ONE-DAYERS AT A TIME
Morgan plays safe over World Cup role
EOIN MORGAN fired the starting gun on England’s World Cup title defence in India next year – but offered no guarantees he will be around to lead them into it.
The England captain has become used to questions about his future
given his intermittent struggles with the bat and more general ones with his body.
Yet speaking ahead of the first of three ODIs against Netherlands
– the first in the format for 11 months – he maintained he feels fit right now and intends to play here in all three games.
The caveat, added from painful experience as ever, was he was taking it on a “match-to-match basis”.
Asked about England’s World Cup title defence in 16 months, Morgan, 35, urged realism.
“That is a long way away. I need to get to the T20 one first,” he said of the
competition in Australia in just under four months.
“I’m going to take it as it comes, managing my contribution, my body.
“I will ask, am I still contributing on and off the field, within the team, and I will be as honest as I am with everybody since I started the captaincy.

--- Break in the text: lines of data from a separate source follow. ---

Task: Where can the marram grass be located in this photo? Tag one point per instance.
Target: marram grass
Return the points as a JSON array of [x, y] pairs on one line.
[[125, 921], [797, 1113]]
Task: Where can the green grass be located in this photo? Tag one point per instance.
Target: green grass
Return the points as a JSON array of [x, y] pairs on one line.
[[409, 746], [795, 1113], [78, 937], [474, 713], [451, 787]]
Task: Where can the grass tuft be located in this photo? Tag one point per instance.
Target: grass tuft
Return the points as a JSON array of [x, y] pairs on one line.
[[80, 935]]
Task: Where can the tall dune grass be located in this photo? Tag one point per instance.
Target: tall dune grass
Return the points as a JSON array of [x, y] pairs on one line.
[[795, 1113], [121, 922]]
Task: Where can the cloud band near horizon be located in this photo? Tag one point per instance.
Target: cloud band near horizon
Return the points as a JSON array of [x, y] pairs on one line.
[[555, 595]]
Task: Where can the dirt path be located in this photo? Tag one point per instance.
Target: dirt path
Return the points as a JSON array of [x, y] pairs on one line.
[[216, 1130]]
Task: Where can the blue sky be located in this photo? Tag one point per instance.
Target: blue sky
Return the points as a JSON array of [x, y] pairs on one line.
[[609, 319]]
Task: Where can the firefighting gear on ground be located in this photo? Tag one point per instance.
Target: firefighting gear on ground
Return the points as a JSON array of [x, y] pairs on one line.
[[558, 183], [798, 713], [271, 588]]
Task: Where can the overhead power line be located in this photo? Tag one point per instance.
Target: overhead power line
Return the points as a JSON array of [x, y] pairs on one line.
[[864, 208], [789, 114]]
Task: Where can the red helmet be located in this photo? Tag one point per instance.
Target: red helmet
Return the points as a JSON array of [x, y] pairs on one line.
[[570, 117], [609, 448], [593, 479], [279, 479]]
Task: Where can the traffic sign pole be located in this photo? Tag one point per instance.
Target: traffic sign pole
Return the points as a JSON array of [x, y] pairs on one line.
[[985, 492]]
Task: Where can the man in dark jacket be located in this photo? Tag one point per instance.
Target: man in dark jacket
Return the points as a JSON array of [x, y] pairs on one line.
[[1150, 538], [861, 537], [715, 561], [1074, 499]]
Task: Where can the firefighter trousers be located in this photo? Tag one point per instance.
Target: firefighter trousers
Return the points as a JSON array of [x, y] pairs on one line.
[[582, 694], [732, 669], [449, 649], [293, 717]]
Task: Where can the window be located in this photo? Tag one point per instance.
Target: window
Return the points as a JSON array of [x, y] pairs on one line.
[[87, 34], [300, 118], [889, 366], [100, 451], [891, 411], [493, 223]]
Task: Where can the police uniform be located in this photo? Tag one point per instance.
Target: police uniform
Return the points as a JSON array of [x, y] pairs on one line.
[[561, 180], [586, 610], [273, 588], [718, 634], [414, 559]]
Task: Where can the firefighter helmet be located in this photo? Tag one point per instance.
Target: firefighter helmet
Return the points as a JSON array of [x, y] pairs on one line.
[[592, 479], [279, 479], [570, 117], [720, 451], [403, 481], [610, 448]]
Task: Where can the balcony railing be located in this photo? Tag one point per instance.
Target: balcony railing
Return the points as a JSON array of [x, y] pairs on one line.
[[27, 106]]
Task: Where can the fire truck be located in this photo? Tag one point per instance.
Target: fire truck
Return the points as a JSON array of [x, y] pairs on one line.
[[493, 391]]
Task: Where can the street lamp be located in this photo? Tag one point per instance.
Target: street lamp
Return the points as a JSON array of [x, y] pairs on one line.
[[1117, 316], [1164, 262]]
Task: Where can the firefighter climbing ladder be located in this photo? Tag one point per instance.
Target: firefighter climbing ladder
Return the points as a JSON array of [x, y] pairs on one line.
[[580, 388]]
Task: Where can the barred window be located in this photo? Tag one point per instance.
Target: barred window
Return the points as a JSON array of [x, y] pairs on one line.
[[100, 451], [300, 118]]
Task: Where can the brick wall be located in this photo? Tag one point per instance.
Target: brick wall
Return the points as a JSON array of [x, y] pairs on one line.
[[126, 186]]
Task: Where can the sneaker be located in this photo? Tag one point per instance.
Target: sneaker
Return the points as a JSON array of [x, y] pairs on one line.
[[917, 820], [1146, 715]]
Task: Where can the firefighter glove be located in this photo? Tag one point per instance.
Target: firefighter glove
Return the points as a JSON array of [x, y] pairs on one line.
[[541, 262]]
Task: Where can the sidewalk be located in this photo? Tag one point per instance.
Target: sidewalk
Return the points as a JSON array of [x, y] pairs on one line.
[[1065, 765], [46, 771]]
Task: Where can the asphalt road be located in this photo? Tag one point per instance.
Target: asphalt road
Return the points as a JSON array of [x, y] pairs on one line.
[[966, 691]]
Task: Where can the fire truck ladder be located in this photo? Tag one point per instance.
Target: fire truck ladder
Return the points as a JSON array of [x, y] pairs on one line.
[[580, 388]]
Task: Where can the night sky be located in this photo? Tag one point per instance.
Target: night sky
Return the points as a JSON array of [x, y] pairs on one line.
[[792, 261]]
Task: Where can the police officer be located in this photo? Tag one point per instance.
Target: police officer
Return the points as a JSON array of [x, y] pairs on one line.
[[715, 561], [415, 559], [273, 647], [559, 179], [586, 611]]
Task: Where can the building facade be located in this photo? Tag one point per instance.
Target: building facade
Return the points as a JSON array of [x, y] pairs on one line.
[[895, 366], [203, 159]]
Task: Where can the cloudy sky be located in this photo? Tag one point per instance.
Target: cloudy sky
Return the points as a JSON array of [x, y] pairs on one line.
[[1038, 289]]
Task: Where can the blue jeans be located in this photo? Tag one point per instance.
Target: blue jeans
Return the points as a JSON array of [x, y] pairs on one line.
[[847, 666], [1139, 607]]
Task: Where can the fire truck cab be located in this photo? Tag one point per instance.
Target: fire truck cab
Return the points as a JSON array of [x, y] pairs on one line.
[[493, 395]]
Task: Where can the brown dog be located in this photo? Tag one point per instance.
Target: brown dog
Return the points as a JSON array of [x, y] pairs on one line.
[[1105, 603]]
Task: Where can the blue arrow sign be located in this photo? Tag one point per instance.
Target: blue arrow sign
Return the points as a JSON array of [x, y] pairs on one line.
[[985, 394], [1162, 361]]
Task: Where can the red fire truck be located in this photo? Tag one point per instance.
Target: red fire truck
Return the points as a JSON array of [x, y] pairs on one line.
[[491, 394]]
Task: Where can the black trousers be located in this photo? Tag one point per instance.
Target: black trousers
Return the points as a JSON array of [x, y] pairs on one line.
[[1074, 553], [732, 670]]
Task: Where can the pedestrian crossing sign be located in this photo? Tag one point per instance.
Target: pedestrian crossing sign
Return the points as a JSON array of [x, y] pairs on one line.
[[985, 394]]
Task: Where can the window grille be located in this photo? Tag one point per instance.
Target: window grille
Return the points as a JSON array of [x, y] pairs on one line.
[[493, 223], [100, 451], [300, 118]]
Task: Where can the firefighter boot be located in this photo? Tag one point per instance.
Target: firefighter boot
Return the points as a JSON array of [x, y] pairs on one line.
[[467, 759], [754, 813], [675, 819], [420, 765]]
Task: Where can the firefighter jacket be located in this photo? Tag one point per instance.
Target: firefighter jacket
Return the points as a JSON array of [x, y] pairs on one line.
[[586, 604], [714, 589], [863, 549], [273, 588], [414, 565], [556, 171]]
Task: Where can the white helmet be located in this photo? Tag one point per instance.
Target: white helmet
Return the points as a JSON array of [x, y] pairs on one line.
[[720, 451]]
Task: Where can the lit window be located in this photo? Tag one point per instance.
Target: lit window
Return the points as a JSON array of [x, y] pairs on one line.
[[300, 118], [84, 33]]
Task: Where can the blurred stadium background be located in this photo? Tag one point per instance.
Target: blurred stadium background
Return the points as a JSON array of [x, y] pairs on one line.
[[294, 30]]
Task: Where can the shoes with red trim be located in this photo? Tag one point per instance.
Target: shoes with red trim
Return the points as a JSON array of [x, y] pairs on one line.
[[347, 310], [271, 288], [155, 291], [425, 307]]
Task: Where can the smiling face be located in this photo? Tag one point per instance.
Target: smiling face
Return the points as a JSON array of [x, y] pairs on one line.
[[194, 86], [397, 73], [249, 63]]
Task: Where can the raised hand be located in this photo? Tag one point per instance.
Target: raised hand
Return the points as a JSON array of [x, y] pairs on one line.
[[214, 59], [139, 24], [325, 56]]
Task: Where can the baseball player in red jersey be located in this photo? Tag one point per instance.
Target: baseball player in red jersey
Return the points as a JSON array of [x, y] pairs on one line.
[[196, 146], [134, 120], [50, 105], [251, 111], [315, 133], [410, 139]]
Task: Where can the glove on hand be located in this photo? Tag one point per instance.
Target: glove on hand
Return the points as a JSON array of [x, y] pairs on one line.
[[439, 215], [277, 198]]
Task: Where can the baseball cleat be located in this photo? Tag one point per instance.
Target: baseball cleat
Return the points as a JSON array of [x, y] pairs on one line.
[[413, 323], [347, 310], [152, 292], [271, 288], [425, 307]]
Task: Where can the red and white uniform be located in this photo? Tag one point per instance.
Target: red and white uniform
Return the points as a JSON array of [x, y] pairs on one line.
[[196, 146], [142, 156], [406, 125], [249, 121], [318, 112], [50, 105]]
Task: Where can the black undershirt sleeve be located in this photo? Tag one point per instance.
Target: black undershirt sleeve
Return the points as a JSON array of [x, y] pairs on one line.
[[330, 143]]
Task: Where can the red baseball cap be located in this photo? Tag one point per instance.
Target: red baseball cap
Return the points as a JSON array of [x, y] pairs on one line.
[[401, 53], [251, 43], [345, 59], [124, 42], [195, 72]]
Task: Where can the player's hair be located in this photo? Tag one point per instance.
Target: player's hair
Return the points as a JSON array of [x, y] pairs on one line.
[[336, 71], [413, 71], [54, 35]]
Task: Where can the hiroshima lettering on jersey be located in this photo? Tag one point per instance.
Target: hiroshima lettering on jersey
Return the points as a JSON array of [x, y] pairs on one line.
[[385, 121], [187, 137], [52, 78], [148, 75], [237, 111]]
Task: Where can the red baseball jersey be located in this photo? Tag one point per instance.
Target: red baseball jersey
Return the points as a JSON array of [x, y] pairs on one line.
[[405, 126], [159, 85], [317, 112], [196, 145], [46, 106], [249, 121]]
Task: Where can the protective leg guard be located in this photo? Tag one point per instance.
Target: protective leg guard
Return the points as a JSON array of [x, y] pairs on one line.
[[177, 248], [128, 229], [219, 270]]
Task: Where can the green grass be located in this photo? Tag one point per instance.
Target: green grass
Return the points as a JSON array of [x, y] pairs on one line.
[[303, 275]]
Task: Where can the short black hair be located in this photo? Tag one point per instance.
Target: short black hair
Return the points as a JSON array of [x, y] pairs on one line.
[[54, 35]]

“At the moment I still feel like I contribute, still feel like I can contribute to a World Cup win but I genuinely have the best interests of the team at heart and it has always been that way.”
If England feel in transition and missing some big guns like Jonny Bairstow and Ben Stokes in the first match for coach Matthew Mott (inset),
pity their hosts.
Netherlands are effectively taking on the World Cup champions with one hand tied behind their back.
Their semi-professional status means five of their top players – Roelof van der Merwe, Colin Ackermann, Timm van der Gugten, Paul van Meekeren and Fred Klaassen – are all on county duty.
It will make for a potentially difficult few days for them here.
Netherlands may have bloodied England’s noses twice before in their two T20 encounters but they have yet to land a blow in their three previous ODIs.
Skipper Pieter Seelaar insisted it was about trying to prolong shock tactics, which will be no easy task.
“A third win over England would be fantastic and something we’re looking for, but we’ve just got to try to be competitive over the three games,” he said.
The likelihood of them containing England’s powerful hitters at a ground where Sri Lanka plundered the short straight boundaries for 443-9 in 2006 seem unlikely.
Three-nil looks the minimum requirement if England are serious about a World Cup defence.